Step 2 Remove Heavy Metals (if present)
If you need to remove heavy metals you can always use a fish-specific product like Two Little Fishes MetaSorb But, we think that’s an approach that should be taken down the road in the event that you discover heavy metals in a tank with fish already present. But, for those who discover heavy metals in the testing process we laid out above… a Reverse Osmosis (RO) purifier is the best route.
You can spend a ton of money setting up a whole house RO system, but point of use models like the one above can be had for a very, very reasonable price. So low that you can probably afford to set up multiple filters throughout your home. They’ll remove a wide range of contaminants from your drinking/fish tank water. And some even come with remineralizers that correct things like pH, since reverse osmosis strips so many things away while it filters your water.
Reverse Osmosis one of the best tools to make tap water safe for fish without chemicals.
Step 3 Condition
After you remove the chlorine you’ll want to condition the water in preparation for your new pets. Even if you’ve removed the chlorine, there may be other things lurking in that water ready to harm your fish. And if you’ve used a RO water filtration system you basically have a clean slate to build upon. Either way conditioning is a great idea. In fact we would go as far to say that it’s a necessity.
This is also a good time to move the water to your fish tank if you haven’t already. It’s also a good idea to fire up your filtration system to get things moving.
Conditioning may require the use of chemicals, and that makes some people uncomfortable. So we’ll look at some natural options after we cover the more common means of conditioning.
The Chemical Route
One of the most highly regarded conditioners is API’s stress coat, pictured below. It’s a solid replacement for the Tap Water conditioner we mentioned above if you also want to chemically remove heavy metals. But its primary use is to create a synthetic coating that replicates a fish’s natural protective coating. Which is often reduced or lost in transit. There are others you’ll want like Quick Start, but rather than that we’ll cover the Perfect Start Kit Below.

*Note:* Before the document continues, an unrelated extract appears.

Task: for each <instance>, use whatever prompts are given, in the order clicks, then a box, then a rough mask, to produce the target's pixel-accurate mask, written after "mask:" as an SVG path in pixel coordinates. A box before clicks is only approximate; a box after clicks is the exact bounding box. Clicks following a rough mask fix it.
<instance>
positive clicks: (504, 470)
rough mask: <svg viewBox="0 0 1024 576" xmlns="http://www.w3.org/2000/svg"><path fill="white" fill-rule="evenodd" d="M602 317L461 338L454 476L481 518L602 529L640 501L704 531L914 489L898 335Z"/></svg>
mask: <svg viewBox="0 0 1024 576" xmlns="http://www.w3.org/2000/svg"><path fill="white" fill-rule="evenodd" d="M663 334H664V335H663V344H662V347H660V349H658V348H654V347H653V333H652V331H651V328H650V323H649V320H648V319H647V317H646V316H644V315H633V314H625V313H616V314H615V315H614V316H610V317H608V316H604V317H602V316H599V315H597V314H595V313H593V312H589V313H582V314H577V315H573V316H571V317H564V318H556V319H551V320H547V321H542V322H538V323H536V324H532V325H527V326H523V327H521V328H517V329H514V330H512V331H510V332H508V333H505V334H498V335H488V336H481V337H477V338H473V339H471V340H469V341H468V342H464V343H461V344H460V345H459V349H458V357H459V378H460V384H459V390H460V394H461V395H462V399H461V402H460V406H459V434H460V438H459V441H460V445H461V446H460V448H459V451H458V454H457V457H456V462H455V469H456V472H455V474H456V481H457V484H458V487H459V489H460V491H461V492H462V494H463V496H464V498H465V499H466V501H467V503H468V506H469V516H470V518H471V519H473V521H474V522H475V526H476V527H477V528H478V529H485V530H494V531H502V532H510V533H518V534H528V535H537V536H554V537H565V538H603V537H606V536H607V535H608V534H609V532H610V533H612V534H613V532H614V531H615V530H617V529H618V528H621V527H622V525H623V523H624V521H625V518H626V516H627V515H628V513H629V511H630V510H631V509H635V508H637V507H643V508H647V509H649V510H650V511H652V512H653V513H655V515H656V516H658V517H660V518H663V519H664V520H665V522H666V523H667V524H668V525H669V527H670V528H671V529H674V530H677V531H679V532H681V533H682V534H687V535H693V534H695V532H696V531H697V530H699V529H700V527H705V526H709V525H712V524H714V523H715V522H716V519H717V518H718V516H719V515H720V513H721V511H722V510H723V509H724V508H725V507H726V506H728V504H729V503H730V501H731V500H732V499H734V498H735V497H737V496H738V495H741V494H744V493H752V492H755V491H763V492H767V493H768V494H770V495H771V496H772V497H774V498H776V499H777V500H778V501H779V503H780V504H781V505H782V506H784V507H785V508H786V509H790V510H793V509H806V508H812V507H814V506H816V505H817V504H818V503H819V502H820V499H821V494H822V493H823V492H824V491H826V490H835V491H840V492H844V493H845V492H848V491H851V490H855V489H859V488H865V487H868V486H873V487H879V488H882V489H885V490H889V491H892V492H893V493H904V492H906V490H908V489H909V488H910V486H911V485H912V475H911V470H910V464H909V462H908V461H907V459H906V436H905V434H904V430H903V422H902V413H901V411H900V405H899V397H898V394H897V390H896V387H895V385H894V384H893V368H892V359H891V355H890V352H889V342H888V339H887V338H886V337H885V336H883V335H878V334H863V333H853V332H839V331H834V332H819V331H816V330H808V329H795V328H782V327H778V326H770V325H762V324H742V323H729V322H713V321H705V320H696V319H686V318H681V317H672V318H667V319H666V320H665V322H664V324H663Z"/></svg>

Perfect Start (pictured below) contains some of API’s most popular products like Quick Start, Stress Zyme, and Stress Coat. All are pre measured and marked with an interval that corresponds to when you should add each packed to the tank. On day one you add the first packet (contains STRESS COAT, QUICK START & API AQUARIUM SALT). On day 14 you’ll add packet two (contains STRESS COAT, QUICK START & AMMO-LOCK). Finally, on day 28 you add the third and final packet (contains STRESS COAT, QUICK START & STRESS ZYME).
Chemical Free Options
If you opt out of chemicals you’ll definitely want to use a reverse osmosis system. But, remember RO water is gH and kH deficient.. so plan accordingly. Some people consider distilled water are not only extremely expensive (unless you make your own), they’re much more difficult to condition. Plus they’re also devoid of any minerals. If you’re going to buy water spring water may be a good option, but it will also be expensive and need some conditioning. Other bottled water is viable as well, just make sure to test it before you condition.
You’ll also want to avoid using lake, river, or pond water. Those have a lot of other complexities and contaminants you’ll have to test for and correct. Aside from buying preconditioned water from your local fish shop… conditioning purified tap water naturally is the way to go.

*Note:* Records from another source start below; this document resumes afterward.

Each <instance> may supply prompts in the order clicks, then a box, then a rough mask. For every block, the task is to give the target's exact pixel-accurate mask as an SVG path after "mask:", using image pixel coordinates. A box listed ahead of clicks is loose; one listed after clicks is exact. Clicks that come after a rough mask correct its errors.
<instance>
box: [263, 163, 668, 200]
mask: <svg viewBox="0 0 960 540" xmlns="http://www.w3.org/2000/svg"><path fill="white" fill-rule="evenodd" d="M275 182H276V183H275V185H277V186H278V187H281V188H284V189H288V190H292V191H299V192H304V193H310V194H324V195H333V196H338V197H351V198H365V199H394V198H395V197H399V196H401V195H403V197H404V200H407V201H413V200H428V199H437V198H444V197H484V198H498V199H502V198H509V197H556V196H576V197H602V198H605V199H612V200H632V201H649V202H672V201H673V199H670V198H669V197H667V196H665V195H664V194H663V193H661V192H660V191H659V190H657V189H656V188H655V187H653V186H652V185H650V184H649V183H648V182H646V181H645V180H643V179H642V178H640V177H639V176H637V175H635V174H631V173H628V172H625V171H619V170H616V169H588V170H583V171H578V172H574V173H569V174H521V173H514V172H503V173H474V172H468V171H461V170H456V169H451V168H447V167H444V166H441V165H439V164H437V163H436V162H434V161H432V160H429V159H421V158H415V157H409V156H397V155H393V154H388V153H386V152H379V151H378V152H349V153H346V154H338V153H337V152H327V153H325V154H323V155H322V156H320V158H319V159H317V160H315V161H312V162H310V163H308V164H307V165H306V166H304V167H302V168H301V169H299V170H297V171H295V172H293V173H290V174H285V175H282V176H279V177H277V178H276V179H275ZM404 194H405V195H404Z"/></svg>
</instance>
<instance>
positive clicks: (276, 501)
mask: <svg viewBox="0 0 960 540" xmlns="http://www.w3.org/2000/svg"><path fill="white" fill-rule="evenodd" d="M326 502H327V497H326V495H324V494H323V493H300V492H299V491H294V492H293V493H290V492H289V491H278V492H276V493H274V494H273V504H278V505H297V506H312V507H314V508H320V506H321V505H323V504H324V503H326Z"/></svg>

To condition purified water naturally consider using crushed corals, dolomite filters, or decorative limestone in your aquarium. Any of those will raise pH levels. As do aquatic plants.
If you need to lower pH levels naturally by adding some natural decorative driftwood or by introducing CO2 into your aquarium. The latter will also help with those aquatic plants we mentioned above.
Baking soda will raise kH naturally and if you want to add other minerals back into your RO water. If you want to raise gH naturally… try the crushed coral or limestone we mentioned above.